Back in March, Johan Svanstrom's eleventh-hour £90m share buyback – announced alongside full-year results and an enhanced dividend – bought his stock a 4.3% bounce and a puncher's chance. It needed Hikma Pharmaceuticals to collapse on a Thursday and Iran's retaliation to torch easyJet's share price on the Monday and Tuesday, but it worked. Rightmove stayed up by the skin of someone else's teeth.
The obvious question, as the June annual review approached, was whether Svanstrom would reach for the same lever again.

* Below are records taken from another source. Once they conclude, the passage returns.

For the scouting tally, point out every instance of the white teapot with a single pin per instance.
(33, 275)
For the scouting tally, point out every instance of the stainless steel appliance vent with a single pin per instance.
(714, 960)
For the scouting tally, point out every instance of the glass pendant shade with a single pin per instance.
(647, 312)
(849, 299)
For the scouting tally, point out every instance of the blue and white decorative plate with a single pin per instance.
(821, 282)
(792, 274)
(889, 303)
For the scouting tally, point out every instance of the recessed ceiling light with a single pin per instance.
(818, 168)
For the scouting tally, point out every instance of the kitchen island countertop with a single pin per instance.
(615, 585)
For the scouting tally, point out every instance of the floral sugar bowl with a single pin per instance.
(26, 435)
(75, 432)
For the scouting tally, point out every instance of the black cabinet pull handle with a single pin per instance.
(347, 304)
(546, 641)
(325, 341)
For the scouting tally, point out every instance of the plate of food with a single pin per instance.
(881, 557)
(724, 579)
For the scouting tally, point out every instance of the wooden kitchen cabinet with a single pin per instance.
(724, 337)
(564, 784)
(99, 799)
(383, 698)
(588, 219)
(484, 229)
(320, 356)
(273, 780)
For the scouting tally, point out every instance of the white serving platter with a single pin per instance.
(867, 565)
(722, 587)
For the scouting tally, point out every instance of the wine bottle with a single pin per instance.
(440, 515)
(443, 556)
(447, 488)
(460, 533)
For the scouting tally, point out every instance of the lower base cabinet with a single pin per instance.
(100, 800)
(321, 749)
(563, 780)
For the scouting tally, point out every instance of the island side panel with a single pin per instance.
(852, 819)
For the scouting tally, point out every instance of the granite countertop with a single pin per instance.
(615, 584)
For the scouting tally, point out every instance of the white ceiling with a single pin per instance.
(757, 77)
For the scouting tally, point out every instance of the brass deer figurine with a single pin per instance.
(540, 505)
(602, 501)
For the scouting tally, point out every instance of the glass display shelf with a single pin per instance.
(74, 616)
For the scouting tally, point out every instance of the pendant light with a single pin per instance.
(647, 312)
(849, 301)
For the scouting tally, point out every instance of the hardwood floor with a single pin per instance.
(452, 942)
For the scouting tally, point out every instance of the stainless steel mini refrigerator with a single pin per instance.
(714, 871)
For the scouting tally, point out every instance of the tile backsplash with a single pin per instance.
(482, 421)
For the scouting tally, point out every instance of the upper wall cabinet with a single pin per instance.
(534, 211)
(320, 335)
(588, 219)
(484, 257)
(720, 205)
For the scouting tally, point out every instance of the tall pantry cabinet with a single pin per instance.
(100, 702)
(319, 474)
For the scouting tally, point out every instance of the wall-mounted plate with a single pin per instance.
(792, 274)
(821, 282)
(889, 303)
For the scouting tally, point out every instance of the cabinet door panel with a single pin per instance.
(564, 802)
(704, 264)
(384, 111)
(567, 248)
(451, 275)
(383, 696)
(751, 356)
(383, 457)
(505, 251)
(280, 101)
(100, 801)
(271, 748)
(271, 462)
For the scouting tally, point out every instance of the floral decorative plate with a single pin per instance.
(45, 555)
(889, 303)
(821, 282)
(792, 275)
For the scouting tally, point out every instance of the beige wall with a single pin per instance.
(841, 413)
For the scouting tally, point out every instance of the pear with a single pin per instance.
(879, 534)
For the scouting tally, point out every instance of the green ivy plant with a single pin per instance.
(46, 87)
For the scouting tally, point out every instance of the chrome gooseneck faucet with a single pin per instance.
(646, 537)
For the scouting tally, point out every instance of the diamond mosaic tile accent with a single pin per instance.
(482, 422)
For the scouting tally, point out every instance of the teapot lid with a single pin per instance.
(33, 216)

And in a sense, he did – the buyback machine was still running right up to the cut-off date of Tuesday 2nd June, with purchases logged on the 1st, the 2nd and even the 4th, after the die was already cast.

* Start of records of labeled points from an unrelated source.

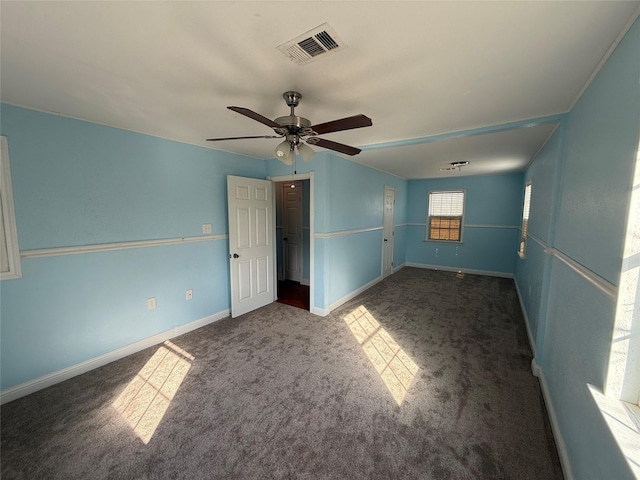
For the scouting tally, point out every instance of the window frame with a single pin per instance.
(448, 217)
(524, 226)
(8, 216)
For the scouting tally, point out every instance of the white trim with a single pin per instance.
(355, 293)
(306, 176)
(487, 273)
(50, 379)
(539, 241)
(512, 227)
(323, 312)
(346, 232)
(395, 269)
(105, 247)
(555, 426)
(8, 215)
(535, 368)
(609, 289)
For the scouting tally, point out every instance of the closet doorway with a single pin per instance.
(294, 240)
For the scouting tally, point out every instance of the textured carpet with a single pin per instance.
(281, 393)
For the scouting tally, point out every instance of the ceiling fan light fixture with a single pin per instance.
(306, 152)
(284, 152)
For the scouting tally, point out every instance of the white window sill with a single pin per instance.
(623, 420)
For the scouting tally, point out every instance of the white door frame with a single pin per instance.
(243, 261)
(385, 233)
(285, 223)
(304, 176)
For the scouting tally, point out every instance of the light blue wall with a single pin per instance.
(348, 196)
(493, 206)
(587, 169)
(544, 175)
(77, 183)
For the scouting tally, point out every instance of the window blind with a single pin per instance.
(446, 204)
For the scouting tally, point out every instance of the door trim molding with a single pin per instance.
(304, 176)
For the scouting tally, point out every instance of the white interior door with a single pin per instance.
(251, 243)
(387, 230)
(292, 230)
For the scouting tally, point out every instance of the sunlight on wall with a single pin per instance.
(145, 400)
(623, 378)
(393, 365)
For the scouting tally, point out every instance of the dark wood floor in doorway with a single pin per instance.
(294, 294)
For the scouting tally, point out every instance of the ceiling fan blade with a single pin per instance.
(338, 147)
(242, 138)
(255, 116)
(356, 121)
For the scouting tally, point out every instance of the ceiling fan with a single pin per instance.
(295, 129)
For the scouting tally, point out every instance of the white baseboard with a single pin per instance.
(354, 294)
(487, 273)
(398, 267)
(555, 426)
(45, 381)
(323, 312)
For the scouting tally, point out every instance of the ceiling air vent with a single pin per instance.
(307, 47)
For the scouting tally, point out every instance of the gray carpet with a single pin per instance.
(281, 393)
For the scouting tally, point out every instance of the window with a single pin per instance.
(444, 222)
(9, 251)
(525, 219)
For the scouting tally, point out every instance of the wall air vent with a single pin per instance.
(315, 43)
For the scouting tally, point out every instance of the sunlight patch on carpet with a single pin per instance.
(393, 365)
(146, 399)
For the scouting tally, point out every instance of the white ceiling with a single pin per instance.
(431, 75)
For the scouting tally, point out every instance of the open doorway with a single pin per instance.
(294, 240)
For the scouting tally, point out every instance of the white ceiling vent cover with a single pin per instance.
(312, 45)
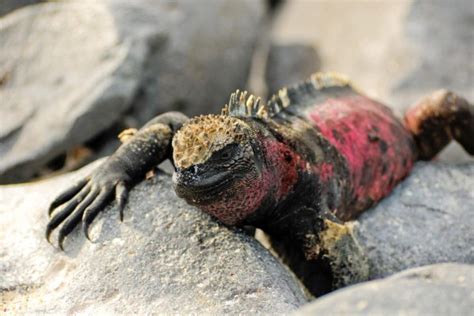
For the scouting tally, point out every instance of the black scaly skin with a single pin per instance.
(317, 152)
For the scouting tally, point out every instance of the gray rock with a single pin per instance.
(70, 70)
(66, 76)
(443, 289)
(427, 219)
(289, 64)
(165, 257)
(207, 55)
(394, 51)
(444, 42)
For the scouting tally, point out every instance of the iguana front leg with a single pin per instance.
(142, 151)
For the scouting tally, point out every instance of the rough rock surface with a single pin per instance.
(165, 257)
(428, 219)
(69, 70)
(395, 51)
(443, 289)
(60, 85)
(289, 64)
(7, 6)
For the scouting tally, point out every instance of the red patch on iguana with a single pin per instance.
(378, 150)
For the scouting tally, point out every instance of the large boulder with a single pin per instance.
(427, 219)
(7, 6)
(289, 64)
(70, 70)
(443, 289)
(165, 257)
(395, 51)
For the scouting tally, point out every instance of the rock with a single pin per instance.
(165, 257)
(69, 70)
(427, 219)
(289, 64)
(443, 289)
(7, 6)
(394, 51)
(207, 55)
(60, 85)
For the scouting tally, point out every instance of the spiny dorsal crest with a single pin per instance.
(242, 104)
(203, 135)
(307, 89)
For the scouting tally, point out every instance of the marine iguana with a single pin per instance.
(316, 152)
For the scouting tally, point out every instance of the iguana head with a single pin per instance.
(218, 167)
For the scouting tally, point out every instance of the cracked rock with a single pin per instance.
(166, 257)
(428, 219)
(70, 70)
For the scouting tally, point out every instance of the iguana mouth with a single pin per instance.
(199, 188)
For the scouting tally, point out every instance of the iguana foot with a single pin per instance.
(84, 201)
(437, 119)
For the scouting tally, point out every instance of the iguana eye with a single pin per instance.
(227, 152)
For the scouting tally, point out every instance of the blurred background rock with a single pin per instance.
(74, 73)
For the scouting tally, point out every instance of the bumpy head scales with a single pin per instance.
(199, 138)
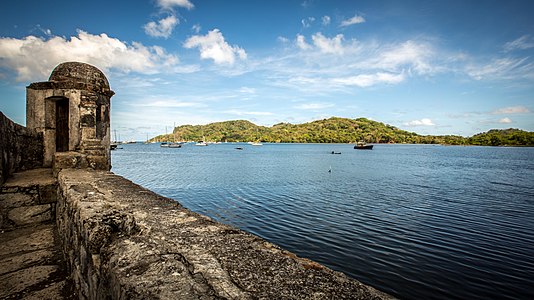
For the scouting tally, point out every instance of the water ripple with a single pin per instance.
(419, 222)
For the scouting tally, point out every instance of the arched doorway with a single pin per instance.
(62, 124)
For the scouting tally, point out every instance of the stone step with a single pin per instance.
(32, 264)
(28, 198)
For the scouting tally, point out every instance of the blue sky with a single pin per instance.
(432, 67)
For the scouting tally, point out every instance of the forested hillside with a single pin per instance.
(336, 130)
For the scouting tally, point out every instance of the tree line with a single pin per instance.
(337, 130)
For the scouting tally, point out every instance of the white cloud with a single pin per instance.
(34, 58)
(248, 113)
(247, 90)
(422, 122)
(163, 28)
(169, 4)
(502, 68)
(301, 42)
(522, 43)
(213, 46)
(314, 106)
(354, 20)
(366, 80)
(283, 39)
(409, 54)
(511, 110)
(328, 45)
(196, 28)
(306, 23)
(165, 103)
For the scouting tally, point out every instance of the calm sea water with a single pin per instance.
(416, 221)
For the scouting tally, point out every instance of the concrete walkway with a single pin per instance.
(32, 265)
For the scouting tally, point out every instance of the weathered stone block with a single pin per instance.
(47, 193)
(16, 200)
(30, 214)
(98, 162)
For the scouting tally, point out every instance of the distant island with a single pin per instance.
(337, 130)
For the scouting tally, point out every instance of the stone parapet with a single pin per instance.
(125, 242)
(28, 198)
(20, 148)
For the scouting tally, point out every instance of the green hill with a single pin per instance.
(504, 137)
(336, 130)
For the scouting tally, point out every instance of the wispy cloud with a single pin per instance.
(307, 22)
(166, 103)
(170, 4)
(505, 121)
(325, 20)
(511, 110)
(422, 122)
(247, 113)
(357, 19)
(328, 45)
(503, 68)
(213, 46)
(301, 42)
(33, 58)
(522, 43)
(314, 106)
(366, 80)
(162, 28)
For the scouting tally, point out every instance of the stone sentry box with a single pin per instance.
(72, 110)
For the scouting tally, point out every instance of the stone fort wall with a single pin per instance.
(20, 148)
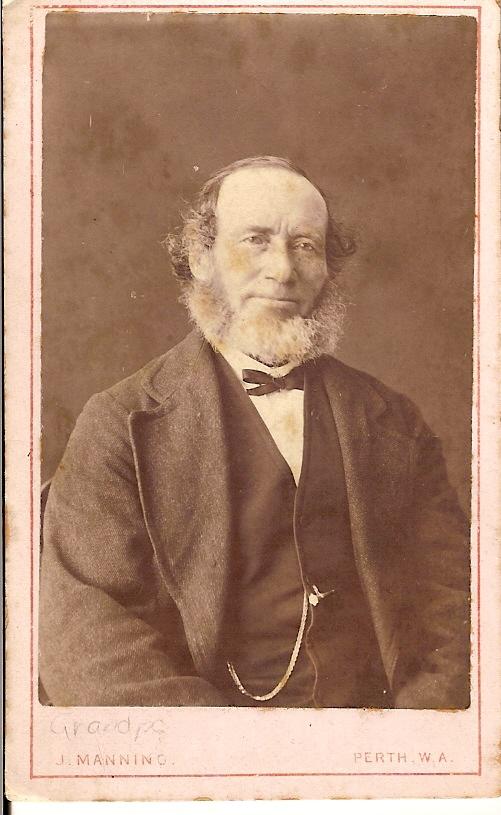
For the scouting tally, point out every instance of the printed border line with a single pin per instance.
(31, 397)
(256, 6)
(477, 348)
(250, 775)
(478, 18)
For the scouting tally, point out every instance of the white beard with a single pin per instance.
(262, 334)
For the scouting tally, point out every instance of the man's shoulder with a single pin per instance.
(390, 403)
(152, 384)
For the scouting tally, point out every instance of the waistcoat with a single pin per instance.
(287, 540)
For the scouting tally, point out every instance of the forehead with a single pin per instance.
(265, 196)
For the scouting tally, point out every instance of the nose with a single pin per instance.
(279, 264)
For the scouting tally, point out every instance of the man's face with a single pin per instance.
(269, 252)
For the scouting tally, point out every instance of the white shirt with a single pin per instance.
(281, 411)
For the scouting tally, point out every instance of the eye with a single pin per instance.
(256, 240)
(305, 245)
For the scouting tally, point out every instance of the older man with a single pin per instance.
(248, 521)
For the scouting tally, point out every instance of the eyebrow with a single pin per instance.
(264, 230)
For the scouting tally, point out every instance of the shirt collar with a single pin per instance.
(238, 361)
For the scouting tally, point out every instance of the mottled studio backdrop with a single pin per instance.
(379, 110)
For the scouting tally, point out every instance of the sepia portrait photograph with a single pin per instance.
(255, 398)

But look closer and the story is rather different. This wasn't a fresh injection of cash – it was the same £90m programme from February, still grinding through its allotment. By the AGM trading update on 7th May, only £44m of it had been spent. And far from accelerating into the review, the daily purchases actually slowed: roughly 260,000 shares a day through May dwindled to around 154,000 a day in the first week of June. If February's buyback was a haymaker thrown at the bell, June's was a man waving weakly at the referee as he slid down the ropes.
Perhaps that's because everyone at RM's Soho Square HQ could read the table. The FTSE's rules give incumbents a buffer – you're only automatically relegated if you fall to 111th place or below by market capitalisation, while a challenger is automatically promoted on reaching 90th or above. Sit between those lines and you're normally safe. In February, Rightmove was hovering right on the trapdoor, close enough for a buyback bounce and two collapsing rivals to matter. By the June cut-off, it sat at roughly £3.1Bn – around 117th. Not on the trapdoor; through it, down the stairs, and into the car park.
This time around, Rightmove was the only automatic relegation. The two other fallers, Mondi and Berkeley Group, were both inside the safety zone – but with three challengers (Aberdeen Group, Computacenter and Investec) storming past the 90th-place promotion line, and the index obliged to hold exactly 100 names, the two lowest-ranked survivors were squeezed out to make room. They were shoved; Rightmove fell.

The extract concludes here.